Last year, at the height of the immigration reform debate, Commerce Secretary Carlos Gutierrez warned that without enough foreign workers, landscaping, farms and healthcare companies would suffer.

''We will see rotting fruit,'' Gutierrez said in June 2007. ``We will see lawns that don't get cared for. We will see patients who don't get cared for.''

IMMIGRANTS' STORIES

From Homestead to Fort Lauderdale to West Palm Beach, the stories of undocumented immigrants confirm the findings of immigration experts that an increasing number of illegal workers are leaving and a decreasing number are arriving.
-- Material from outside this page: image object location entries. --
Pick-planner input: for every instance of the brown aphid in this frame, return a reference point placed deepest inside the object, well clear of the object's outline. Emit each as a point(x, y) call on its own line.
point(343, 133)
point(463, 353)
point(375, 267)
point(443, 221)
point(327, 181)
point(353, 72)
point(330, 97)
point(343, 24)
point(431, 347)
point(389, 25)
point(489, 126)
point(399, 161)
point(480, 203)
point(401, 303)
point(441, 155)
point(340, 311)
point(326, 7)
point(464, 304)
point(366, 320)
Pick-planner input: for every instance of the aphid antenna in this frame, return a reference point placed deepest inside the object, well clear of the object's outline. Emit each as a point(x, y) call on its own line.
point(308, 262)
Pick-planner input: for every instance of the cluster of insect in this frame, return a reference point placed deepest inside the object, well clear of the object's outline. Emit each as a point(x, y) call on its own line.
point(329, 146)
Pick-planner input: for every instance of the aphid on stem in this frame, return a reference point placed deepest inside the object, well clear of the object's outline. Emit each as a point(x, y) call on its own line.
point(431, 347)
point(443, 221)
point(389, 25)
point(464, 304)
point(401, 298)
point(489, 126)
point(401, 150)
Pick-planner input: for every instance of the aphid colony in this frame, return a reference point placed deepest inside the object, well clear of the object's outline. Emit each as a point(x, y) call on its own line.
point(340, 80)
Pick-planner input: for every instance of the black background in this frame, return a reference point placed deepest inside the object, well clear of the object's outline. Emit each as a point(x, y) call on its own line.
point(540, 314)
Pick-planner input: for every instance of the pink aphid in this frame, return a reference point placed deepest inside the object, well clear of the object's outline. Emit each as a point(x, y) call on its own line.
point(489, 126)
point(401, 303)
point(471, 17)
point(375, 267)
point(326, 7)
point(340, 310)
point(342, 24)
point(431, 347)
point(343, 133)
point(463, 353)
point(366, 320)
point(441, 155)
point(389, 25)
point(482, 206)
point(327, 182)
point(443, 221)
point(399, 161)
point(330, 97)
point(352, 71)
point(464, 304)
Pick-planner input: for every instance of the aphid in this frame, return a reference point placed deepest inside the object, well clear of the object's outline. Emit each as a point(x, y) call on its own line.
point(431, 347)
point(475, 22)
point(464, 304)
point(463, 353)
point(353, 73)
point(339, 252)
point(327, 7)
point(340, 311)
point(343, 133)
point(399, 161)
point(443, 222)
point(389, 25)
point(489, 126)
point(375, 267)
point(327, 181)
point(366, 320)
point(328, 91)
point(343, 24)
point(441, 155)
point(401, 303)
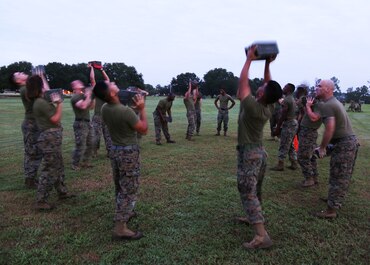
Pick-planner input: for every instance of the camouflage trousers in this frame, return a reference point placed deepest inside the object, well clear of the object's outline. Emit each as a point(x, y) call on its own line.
point(190, 114)
point(84, 137)
point(32, 154)
point(222, 116)
point(100, 127)
point(125, 162)
point(52, 167)
point(158, 125)
point(307, 144)
point(198, 119)
point(342, 162)
point(251, 171)
point(288, 131)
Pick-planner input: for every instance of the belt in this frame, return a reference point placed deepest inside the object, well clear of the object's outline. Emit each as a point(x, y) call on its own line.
point(345, 138)
point(125, 147)
point(87, 120)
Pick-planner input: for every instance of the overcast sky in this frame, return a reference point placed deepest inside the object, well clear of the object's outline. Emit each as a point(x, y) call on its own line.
point(164, 38)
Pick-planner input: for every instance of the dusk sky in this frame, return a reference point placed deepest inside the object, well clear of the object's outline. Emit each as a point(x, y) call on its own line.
point(164, 38)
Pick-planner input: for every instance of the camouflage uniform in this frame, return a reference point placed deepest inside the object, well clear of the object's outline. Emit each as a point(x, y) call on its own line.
point(84, 137)
point(198, 113)
point(307, 137)
point(342, 162)
point(84, 134)
point(99, 127)
point(32, 154)
point(288, 131)
point(158, 125)
point(307, 144)
point(223, 111)
point(31, 132)
point(52, 168)
point(190, 115)
point(126, 172)
point(251, 171)
point(251, 156)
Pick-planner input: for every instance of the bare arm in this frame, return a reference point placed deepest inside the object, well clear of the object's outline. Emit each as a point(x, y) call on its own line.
point(142, 125)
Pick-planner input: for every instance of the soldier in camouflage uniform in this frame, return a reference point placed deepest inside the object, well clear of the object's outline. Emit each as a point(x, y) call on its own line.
point(307, 137)
point(82, 102)
point(189, 101)
point(198, 113)
point(30, 130)
point(223, 110)
point(48, 117)
point(123, 125)
point(97, 124)
point(161, 121)
point(339, 132)
point(253, 115)
point(287, 128)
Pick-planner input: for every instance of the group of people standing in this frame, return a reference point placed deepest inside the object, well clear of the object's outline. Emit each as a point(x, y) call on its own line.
point(122, 124)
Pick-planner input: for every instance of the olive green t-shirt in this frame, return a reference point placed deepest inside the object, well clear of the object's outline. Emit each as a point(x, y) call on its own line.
point(43, 111)
point(98, 104)
point(27, 104)
point(291, 107)
point(164, 106)
point(306, 121)
point(189, 103)
point(252, 118)
point(333, 108)
point(120, 121)
point(79, 113)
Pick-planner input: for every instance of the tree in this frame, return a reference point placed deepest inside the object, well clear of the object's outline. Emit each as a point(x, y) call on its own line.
point(124, 75)
point(219, 78)
point(180, 84)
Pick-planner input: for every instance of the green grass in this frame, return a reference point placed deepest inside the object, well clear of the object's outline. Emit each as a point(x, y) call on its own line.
point(188, 199)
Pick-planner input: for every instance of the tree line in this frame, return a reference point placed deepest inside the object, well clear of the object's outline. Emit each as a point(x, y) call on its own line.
point(60, 76)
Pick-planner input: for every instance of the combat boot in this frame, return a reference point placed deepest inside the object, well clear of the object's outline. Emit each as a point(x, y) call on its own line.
point(121, 232)
point(293, 165)
point(278, 167)
point(30, 183)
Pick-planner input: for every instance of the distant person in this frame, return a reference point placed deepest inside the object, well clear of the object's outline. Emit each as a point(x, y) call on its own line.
point(30, 130)
point(276, 114)
point(48, 116)
point(307, 137)
point(82, 102)
point(123, 125)
point(162, 116)
point(287, 127)
point(338, 131)
point(189, 100)
point(223, 110)
point(253, 115)
point(198, 113)
point(98, 126)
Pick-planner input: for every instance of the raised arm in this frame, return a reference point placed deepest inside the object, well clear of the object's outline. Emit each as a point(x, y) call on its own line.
point(244, 88)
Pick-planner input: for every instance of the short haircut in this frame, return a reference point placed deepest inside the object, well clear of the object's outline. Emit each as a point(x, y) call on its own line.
point(101, 91)
point(11, 80)
point(34, 87)
point(272, 92)
point(291, 87)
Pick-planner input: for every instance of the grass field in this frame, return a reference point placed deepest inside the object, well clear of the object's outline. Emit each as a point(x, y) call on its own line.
point(188, 200)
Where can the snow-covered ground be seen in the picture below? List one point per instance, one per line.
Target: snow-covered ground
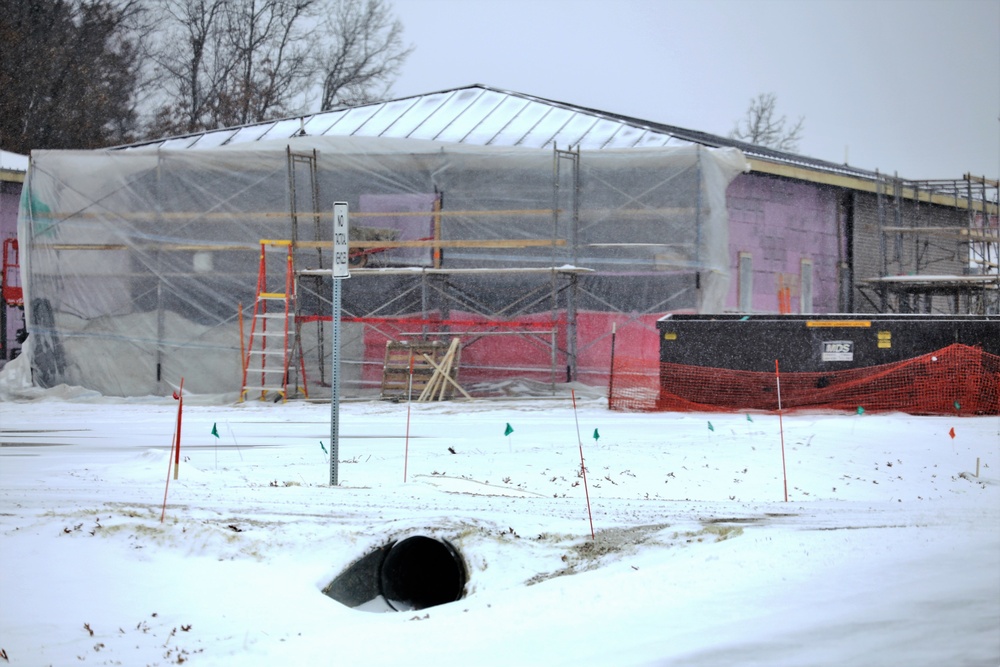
(887, 551)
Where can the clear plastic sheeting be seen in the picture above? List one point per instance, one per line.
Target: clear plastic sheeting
(140, 265)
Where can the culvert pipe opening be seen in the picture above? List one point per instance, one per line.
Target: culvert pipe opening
(413, 573)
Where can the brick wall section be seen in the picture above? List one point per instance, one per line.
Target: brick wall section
(781, 222)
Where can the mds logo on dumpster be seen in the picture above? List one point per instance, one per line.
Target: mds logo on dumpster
(838, 350)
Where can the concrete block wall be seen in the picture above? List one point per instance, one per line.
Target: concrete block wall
(780, 222)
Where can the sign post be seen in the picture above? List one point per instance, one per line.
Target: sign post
(341, 252)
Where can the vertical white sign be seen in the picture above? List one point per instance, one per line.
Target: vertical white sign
(341, 249)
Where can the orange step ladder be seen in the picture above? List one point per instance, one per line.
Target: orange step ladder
(273, 343)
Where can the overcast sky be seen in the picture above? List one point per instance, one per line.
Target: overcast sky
(907, 86)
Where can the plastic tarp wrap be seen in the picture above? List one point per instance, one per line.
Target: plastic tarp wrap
(136, 263)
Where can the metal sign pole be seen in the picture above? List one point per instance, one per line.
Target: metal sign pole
(340, 272)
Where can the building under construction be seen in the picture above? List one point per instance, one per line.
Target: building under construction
(529, 229)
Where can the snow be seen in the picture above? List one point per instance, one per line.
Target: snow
(887, 551)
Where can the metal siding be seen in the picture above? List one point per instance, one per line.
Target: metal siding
(352, 120)
(547, 128)
(213, 139)
(472, 116)
(283, 129)
(446, 114)
(383, 119)
(522, 123)
(416, 115)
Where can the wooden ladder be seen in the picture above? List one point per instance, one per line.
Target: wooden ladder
(273, 341)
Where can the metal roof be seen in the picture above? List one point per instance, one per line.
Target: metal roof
(485, 116)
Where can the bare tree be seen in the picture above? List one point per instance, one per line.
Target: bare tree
(364, 54)
(762, 127)
(192, 64)
(70, 73)
(269, 41)
(232, 62)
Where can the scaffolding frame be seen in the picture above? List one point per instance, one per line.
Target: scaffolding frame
(928, 268)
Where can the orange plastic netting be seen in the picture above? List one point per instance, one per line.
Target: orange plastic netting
(956, 380)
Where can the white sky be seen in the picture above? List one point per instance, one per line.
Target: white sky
(902, 86)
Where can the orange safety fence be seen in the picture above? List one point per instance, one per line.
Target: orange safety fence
(956, 380)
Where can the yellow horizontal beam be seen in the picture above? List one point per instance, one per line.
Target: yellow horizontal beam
(863, 184)
(857, 324)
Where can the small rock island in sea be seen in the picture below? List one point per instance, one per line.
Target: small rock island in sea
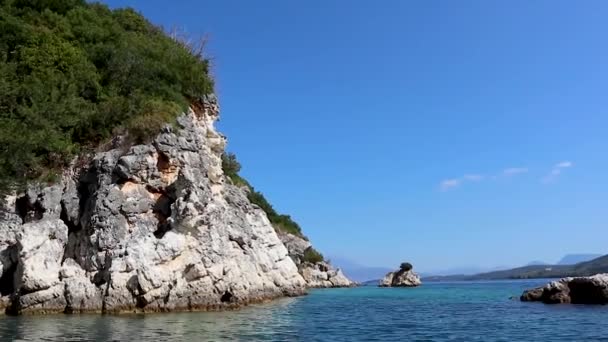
(577, 290)
(403, 277)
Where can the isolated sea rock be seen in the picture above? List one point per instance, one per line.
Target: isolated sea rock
(317, 275)
(577, 290)
(404, 277)
(154, 227)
''The economy is no longer working,'' said William, a 28-year-old Guatemalan who seeks work daily at a laborer pickup site on U.S. 441 near Interstate 595 in Broward County.

He was one of about two dozen undocumented workers interviewed over the past two months in South Florida.

William, who asked that his last name not be published because he feared discovery by authorities, said he was saving money to buy a plane ticket home.

So was Lázaro Rodríguez, of the Mexican border town of Matamoros, across from Brownsville, Texas.

''I used to send about $500 every two weeks home when work was good, but now I send $50 here or $100 there,'' said Rodríguez, 46, who stands at a laborer pickup site in West Miami-Dade, on Bird Road near Florida's Turnpike.

LIMITED INCOME

Rodríguez said he doesn't earn enough to send money to his wife and children because he can't find work as easily as when he arrived after crossing the Rio Grande on a smuggler's boat two years ago.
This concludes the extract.